La question controversée du fédéralisme

Si la place de l’islam dans la constitution et le mode de répartition des richesses ont récemment suscité des divergences au sein du parlement irakien, les différentes communautés du pays ont surtout beaucoup de mal à se mettre d’accord sur la définition fédéraliste du nouvel Irak. Et si les Kurdes ont derrière eux une expérience de quinze ans d’autonomie, ce n’est pas le cas des sunnites, habitués à l’Etat centralisé, et encore moins des chiites, assoiffés d’autonomie après trois décennies de domination sunnite. Les seuls opposants au fédéralisme sont les Arabes sunnites qui voient dans le fédéralisme l’éclatement de l’Irak et la concentration des richesses dans des régions autonomes contrôlées par les Kurdes au nord et les chiites au sud, les sunnites devant se contenter du centre du pays, largement désertique.

Chacune des trois principales communautés du pays cherche à garantir sa présence sur la scène politique et à conserver les acquis accumulés par le passé. Les Arabes chiites sont les vainqueurs des dernières élections législatives ; ils ont à ce titre les clés du nouveau système. Les Kurdes ont réussi à acquérir un statut d’autonomie assez avancé depuis la première guerre du Golfe en 1991 et se sont assurés la protection par les Alliés de la zone Nord qu’ils peuplent en majorité.
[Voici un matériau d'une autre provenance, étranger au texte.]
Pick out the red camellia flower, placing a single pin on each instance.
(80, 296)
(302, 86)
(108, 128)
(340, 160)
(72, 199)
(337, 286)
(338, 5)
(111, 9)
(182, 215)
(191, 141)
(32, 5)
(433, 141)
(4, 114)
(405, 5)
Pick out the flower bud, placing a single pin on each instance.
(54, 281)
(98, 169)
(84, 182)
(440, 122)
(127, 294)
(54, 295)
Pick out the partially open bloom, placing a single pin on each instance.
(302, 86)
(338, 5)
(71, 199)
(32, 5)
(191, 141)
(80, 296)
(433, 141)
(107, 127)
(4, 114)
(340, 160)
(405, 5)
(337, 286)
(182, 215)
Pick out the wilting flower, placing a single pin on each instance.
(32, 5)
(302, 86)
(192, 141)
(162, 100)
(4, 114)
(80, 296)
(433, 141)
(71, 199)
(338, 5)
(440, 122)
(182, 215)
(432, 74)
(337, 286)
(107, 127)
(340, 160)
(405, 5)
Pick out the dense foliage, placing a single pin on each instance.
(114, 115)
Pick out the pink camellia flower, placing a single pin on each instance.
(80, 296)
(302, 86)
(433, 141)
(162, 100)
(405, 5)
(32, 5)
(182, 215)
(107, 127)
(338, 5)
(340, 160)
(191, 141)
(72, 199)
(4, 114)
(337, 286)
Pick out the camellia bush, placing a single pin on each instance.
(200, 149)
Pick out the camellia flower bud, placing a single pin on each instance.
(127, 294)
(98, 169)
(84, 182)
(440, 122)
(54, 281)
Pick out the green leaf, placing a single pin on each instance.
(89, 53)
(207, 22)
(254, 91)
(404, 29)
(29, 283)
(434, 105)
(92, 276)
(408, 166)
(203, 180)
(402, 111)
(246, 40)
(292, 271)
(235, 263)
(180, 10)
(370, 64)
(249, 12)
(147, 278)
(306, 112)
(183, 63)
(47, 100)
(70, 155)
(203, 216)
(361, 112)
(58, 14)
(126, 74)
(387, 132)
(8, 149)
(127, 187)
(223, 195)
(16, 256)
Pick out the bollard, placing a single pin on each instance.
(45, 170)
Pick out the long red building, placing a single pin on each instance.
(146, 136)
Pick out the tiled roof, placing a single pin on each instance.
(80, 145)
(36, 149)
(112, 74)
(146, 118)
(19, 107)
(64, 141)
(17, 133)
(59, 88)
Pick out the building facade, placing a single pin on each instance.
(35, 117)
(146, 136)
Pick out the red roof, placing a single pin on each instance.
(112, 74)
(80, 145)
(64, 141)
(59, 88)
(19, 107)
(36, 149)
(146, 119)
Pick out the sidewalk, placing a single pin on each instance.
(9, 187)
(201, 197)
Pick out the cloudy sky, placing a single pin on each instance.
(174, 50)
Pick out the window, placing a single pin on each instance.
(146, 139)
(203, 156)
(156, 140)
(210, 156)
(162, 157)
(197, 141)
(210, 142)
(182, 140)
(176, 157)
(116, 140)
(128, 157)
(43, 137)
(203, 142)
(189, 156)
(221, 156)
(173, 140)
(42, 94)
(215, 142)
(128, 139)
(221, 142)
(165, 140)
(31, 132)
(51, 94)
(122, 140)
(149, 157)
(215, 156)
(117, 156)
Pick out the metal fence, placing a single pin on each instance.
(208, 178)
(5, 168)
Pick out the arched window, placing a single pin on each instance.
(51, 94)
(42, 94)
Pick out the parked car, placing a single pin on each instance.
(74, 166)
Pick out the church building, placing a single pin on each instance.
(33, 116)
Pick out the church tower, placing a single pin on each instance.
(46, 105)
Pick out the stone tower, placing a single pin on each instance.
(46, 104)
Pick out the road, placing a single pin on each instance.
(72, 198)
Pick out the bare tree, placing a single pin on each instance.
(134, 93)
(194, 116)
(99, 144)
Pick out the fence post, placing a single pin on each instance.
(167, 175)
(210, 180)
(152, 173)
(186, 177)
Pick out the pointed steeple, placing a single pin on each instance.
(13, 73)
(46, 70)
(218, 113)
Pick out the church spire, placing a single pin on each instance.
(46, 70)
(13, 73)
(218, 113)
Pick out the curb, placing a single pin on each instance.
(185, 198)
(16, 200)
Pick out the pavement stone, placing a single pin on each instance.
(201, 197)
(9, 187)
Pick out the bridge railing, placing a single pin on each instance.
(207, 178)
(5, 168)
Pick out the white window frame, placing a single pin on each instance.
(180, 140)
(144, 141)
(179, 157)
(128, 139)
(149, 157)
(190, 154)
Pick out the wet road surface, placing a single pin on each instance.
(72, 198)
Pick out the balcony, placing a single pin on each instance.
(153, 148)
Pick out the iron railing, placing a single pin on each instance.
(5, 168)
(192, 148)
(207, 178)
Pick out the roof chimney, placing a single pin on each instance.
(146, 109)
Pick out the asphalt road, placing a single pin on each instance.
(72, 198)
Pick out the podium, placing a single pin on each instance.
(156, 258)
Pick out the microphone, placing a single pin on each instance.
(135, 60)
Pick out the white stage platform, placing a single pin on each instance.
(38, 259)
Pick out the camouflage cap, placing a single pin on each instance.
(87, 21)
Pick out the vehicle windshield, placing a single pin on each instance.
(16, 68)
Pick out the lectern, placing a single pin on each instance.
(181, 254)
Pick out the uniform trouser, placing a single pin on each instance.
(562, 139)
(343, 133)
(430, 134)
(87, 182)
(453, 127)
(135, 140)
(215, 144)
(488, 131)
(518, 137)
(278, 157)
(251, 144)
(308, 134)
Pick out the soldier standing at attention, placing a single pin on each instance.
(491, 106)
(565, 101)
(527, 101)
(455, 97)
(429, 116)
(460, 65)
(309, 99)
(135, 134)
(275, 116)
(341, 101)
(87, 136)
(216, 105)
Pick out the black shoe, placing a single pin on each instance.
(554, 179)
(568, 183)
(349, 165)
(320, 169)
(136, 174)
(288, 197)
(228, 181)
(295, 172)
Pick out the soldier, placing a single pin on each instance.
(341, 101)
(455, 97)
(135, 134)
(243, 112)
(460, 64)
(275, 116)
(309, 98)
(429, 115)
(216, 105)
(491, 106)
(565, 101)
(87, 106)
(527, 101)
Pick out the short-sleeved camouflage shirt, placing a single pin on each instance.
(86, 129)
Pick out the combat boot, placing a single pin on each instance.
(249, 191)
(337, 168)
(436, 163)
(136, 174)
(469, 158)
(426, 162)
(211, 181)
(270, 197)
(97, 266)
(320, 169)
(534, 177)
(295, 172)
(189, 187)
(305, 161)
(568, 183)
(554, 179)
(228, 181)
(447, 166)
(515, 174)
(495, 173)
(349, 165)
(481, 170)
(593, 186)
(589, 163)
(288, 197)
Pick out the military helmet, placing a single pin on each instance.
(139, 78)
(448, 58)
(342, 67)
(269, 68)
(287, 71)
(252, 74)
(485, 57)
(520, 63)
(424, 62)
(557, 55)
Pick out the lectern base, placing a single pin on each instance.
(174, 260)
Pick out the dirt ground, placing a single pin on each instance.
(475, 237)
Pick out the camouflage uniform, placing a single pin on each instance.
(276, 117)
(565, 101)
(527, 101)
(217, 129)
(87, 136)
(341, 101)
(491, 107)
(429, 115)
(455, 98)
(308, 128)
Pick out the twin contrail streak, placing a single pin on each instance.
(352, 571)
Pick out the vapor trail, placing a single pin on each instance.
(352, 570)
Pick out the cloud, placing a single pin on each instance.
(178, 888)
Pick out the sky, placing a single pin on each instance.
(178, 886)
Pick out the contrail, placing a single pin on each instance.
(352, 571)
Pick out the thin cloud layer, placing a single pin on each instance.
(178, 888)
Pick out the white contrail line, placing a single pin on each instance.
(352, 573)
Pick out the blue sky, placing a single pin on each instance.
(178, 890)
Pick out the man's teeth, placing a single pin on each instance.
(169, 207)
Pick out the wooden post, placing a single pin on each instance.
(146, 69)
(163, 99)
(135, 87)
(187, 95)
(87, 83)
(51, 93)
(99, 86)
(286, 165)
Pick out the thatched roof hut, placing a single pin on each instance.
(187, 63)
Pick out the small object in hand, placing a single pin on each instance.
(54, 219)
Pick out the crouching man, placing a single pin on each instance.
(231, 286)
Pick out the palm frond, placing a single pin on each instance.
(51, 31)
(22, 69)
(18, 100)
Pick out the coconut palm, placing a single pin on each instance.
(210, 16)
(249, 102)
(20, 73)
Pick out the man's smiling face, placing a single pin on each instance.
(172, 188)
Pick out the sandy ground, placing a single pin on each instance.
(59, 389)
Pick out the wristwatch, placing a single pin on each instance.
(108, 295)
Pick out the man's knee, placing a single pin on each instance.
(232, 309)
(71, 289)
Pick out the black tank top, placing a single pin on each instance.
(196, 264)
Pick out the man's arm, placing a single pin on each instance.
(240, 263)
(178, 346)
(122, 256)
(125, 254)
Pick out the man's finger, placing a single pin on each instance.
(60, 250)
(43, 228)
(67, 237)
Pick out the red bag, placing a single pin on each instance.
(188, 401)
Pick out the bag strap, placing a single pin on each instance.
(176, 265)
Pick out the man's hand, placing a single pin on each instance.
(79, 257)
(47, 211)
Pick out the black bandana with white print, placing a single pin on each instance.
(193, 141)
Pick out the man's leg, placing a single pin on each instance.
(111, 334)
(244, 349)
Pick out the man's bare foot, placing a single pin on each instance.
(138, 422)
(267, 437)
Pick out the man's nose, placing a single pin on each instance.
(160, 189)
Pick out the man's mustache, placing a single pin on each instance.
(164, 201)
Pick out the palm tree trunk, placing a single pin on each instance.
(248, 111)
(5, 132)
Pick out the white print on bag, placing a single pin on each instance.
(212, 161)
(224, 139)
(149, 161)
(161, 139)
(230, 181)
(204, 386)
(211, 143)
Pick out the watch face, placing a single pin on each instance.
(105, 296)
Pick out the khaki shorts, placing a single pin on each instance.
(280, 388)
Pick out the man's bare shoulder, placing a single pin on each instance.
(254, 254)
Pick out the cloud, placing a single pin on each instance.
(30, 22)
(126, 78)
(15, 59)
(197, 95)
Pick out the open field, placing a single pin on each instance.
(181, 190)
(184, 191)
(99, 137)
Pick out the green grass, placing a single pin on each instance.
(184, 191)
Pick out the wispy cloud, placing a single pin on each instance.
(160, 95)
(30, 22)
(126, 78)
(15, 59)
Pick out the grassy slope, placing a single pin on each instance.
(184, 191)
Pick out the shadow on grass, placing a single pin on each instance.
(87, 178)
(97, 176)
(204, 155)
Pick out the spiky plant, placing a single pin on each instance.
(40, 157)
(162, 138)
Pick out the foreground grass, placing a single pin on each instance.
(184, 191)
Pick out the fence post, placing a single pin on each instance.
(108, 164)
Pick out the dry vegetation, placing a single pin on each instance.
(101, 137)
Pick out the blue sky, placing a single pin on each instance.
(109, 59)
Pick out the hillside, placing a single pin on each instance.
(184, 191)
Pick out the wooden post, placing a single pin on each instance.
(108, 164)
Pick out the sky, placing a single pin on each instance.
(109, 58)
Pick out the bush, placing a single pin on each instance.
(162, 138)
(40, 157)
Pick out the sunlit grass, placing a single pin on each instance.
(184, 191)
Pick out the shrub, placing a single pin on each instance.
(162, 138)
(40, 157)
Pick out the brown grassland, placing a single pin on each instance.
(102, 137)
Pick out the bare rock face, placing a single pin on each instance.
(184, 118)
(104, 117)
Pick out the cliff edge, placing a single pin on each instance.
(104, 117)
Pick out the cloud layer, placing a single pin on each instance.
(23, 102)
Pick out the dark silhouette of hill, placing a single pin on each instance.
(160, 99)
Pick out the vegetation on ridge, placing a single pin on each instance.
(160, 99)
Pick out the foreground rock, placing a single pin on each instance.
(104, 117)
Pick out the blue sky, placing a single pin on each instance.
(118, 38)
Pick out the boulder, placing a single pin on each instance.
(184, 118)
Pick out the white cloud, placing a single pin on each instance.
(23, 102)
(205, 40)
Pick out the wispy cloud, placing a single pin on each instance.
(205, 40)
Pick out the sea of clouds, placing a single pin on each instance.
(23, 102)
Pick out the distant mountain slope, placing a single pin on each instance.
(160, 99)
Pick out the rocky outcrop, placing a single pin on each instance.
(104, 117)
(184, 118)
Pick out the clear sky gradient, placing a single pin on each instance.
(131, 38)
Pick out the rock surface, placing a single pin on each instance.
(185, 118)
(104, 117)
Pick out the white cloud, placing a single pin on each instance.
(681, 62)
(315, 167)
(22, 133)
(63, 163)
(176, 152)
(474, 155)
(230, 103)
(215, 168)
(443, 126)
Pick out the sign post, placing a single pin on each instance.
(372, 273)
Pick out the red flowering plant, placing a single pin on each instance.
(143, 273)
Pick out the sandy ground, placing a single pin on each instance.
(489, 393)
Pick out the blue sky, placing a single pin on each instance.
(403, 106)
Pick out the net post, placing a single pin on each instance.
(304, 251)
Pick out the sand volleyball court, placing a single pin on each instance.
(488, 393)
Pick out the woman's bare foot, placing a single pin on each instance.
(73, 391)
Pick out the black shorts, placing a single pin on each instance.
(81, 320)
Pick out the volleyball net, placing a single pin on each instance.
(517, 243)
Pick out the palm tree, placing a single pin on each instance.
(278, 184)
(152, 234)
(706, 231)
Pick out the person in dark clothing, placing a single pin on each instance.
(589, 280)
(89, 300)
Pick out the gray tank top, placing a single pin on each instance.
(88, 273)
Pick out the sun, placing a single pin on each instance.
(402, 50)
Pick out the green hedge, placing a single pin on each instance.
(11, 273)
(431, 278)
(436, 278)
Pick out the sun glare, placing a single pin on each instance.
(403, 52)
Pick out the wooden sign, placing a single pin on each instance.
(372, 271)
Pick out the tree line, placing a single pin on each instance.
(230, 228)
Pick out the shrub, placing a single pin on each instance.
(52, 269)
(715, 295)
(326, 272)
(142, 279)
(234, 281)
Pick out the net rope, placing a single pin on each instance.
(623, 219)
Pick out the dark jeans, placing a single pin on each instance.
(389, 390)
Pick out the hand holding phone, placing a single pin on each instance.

Quant aux Arabes sunnites, ils ont été les maîtres de l’Etat irakien moderne depuis sa naissance en 1920. Contrairement aux récents développements concernant les communautés arabe chiite et kurde dans la sphère publique, les acquis de la communauté sunnite font essentiellement partie du passé. Les Arabes sunnites sont à ce titre les principaux perdants du nouvel Irak post-baathiste et semblent être parfaitement conscients du défi auquel ils sont confrontés à l’heure actuelle.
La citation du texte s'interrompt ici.